The bus serves for data exchange between chip components:


● 4 MP x86 cores,

● graphics core,

● L3 cache and

● a system agent.


The bus consists of 4 32-byte rings:

■ data buses (Data Ring), ■ request buses (Request Ring),

■ Status Monitoring Bus (Snoop Ring) and ■ Acknowledge Ring Bus.


Tires are controlled by distributed arbitration communication protocol, while pipeline processing of requests occurs at the clock frequency of processor cores, which gives MA additional flexibility when overclocking. Tire performance is measured in 96 GB / s per connection at clock frequency 3 GHzwhich is 4 times higher than the previous generation Intel processors.

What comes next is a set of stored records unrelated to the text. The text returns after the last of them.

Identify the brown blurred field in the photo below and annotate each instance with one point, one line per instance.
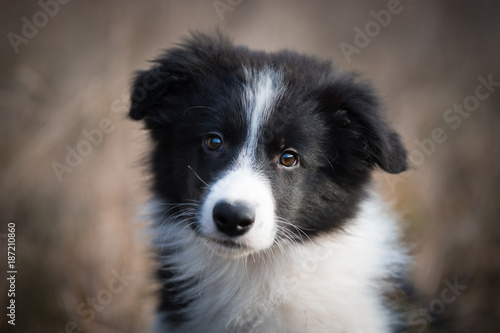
(75, 235)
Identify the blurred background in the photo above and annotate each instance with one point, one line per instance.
(72, 180)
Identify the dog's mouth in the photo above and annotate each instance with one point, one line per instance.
(225, 242)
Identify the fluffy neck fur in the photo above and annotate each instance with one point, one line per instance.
(332, 283)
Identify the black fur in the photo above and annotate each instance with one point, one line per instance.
(331, 119)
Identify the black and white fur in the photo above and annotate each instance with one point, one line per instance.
(265, 220)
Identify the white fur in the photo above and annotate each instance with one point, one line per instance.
(244, 182)
(244, 185)
(329, 284)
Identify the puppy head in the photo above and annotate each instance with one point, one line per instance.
(268, 148)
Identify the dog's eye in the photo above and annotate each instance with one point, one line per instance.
(289, 159)
(213, 142)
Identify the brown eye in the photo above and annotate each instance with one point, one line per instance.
(289, 159)
(213, 142)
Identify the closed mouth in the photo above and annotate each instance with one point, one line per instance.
(225, 242)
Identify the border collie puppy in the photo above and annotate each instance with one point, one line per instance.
(265, 220)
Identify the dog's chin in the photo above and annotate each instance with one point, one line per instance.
(226, 248)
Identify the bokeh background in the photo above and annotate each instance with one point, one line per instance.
(71, 72)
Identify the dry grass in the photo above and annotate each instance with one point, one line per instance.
(72, 235)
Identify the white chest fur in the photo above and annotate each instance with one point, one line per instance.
(328, 284)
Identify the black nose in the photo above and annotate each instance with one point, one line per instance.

The ring topology and bus organization provides ● minimum latency in processing requests, ● maximum performance, and ● excellent scalability of the technology for versions of chips with different numbers of cores and other components.

In the future, the ring bus can be "connected" up to 20 processor cores per chip, and such a redesign can be done very quickly, in the form of a flexible and prompt response to current market needs.

In addition, the physical ring bus sits directly above the L3 cache blocks at the top layer of metallization, which simplifies the layout of the design and allows the chip to be more compact.